State-sponsored hackers from North Korea and Iran have been stealing our nation’s military secrets and seek to upend our economy by targeting corporate interests like Sony as well. These rogue nations continue developing nuclear weapons and ballistic missile technology. The recent Ebola outbreak revealed serious gaps in our response to biological threats, like the anthrax and ricin attacks we have already seen. And terror networks from the Islamic State to al-Shabbab grow ever more brutal, turning our own decency against us with made-for-TV acts of unspeakable horror.
The Cold War and its simple Risk board strategy is history. The threats facing our nation have evolved. Our military must retool to face them. That is the work of the new Congress — and is one area where gridlock simply isn’t good enough.
A 21st century defense strategy means beefing up cyber security, nuclear missile defense, bio-weapons defense and sustained investment in our Special Forces.
Cyber weapons are the first truly global weapon ever invented, immune to borders and impervious to any of our physical defenses. The past few years have seen an exponential increase in cyber attacks on government and private computer networks that run nuclear power plants, dams and other critical infrastructure. Last year alone the U.S. Computer Emergency Readiness Team responded to 228,700 incidents and intrusions.
Intelligence officials have been “alarmed by how quickly Iran has managed to develop its cyber warfare capabilities.” North Korea employs as many as 6,000 hackers that experts describe as "remarkably committed” to cyber warfare. With this cyber tsunami already breaking on our shores, Congress must fund new cyber defense initiatives and update our laws on intelligence sharing and integrated public-private cybersecurity.
These rogue nations aren’t just focused on cyber attacks; they continue developing nuclear weapons and missiles that threaten our cities. North Korea has recently succeeded in miniaturizing a nuclear warhead that fits atop its Taepodong-II ballistic missile. Iran could be less than a year away from fielding an ICBM. And it is only a matter of time before terrorists gain control of a loose nuclear weapon from the former Soviet arsenal or elsewhere.
Thankfully the United States has deployed a missile defense shield, protecting us from this threat. Soldiers, on alert 24/7/365, rely on space-based sensors and radar stations around the globe to detect and track enemy missile launches towards the United States. Once detected, interceptors based at Vandenberg Air Force Base in California or Fort Greely in Alaska are launched to destroy the missile in space at the top of its trajectory.
While critics like to claim this job is too difficult for our military, the various technologies making up the missile shield have had an 80 percent success rate in shooting down ballistic missiles in tests since 2001. The part of the system that protects our homeland, the ground-based Midcourse Defense, has successfully shot down targets in nine different tests.

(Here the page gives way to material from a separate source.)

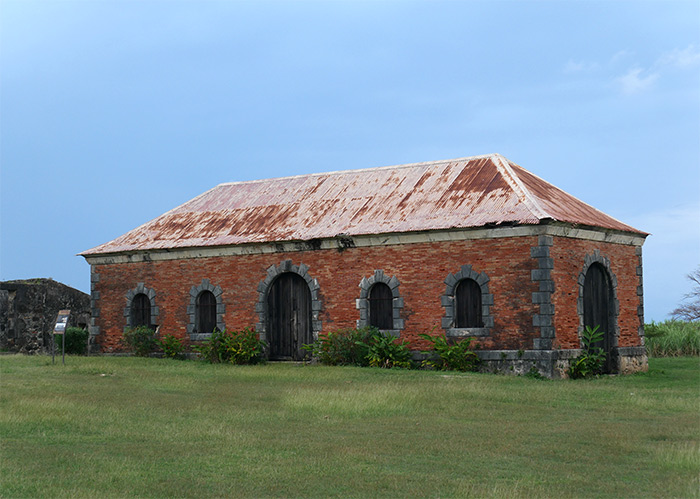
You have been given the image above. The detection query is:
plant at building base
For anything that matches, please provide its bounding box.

But this decade-old system needs to be upgraded and expanded to address the growing threat. Congress should fund more interceptors, both at the existing launch sites in Alaska and California and critically at a new site on the East Coast, closer to Iran. More radar installations are needed to better track enemy missile launches and accurately differentiate between real threats and countermeasure decoys. We need to continue building a next-generation missile defense system faster than our enemies can develop next-generation missiles to threaten us.
The same is true with defenses against deadly bioweapons. The speed at which Ebola has engulfed West Africa and spread to our shores should be a cautionary tale. We see how the slightest missteps in protocols allowed the disease to spread. And Ebola is far easier to treat and far less infectious than bubonic plague or smallpox. Terrorists watching the panic unfold are undoubtedly scrambling to obtain these agents. That’s why Congress must ensure the Army Medical Research Institute of Infectious Diseases is fully funded, on red alert, developing the necessary defenses.
Finally, our Special Forces remain central to any viable anti-terror strategy. In the post-Iraq/Afghanistan world, these are the American boots that somehow always seem to end up on the ground. We must sustain and expand the U.S. Special Operations Command to meet the ever-increasing demands our nation places upon these heroes.
The threats we face are growing at an alarming rate. The effect of a major cyber, nuclear or biological attack could be devastating and far-reaching. It is critical that Congress act now to increase funding for key defensive technologies and systems so that the U.S. and our allies can stay ahead of this ever-increasing threat.
Paul J. Pena is a retired brigadier general in the U.S. Army. He lives in Albuquerque.